À lire lors d’une nuit d’insomnie fiévreuse
Si ton cerveau refuse de se calmer, si la réalité te semble trop fade, alors plonge dans ce texte électrique et incandescent. Il ne t’aidera pas à dormir, mais il transformera ton insomnie en transe.
Pour un voyage en solitaire, dans un train vers nulle part
Oublie les paysages qui défilent. Lis Artaud et ressens l’effondrement de Rome en toi. Sens la folie de l’Empereur dégouliner dans les interstices de la réalité. Arriveras-tu à destination indemne ? Rien n’est moins sûr.
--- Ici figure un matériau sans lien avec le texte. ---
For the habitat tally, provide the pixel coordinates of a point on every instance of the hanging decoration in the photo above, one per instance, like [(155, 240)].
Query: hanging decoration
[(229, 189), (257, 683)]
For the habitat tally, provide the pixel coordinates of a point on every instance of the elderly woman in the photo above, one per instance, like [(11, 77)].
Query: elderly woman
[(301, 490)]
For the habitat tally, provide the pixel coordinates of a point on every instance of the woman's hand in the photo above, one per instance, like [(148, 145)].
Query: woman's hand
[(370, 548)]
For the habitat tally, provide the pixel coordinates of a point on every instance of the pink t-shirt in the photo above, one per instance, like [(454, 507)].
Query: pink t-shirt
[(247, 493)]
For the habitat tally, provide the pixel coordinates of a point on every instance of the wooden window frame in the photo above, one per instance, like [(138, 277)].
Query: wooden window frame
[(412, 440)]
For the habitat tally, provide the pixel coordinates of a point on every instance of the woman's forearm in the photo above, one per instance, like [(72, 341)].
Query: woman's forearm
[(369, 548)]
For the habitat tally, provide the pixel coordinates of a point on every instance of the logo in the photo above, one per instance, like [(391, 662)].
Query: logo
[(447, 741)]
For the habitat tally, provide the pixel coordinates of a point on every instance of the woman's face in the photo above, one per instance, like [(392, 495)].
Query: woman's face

À déguster un matin de gueule de bois existentielle
Quand le monde est flou, qu’il n’y a plus de repères, Artaud te prend par la gorge et t’entraîne dans un délire plus grand que le tien. Idéal pour se réveiller brutalement ou sombrer encore plus profond.
Avant de déclencher une catastrophe
Tu sens que le monde doit brûler, que l’ordre établi est une imposture ? Lis « Héliogabale » avant de prendre une décision irréversible. Peut-être te calmera-t-il… ou alors il te poussera à aller au bout du désastre.
Lors d’une messe noire improvisée
Le texte d’Artaud est une incantation hérétique. Le lire à voix haute sous une lumière rouge sang pourrait bien ouvrir une porte interdite. À tes risques et périls.
En résumé : une lecture à ne pas prendre à la légère
Ce livre n’est pas un divertissement. Il est une possession, une tempête où Héliogabale et Artaud fusionnent pour exploser dans ta tête. Lis-le si tu veux ressentir la fureur du sacrilège et la beauté du chaos.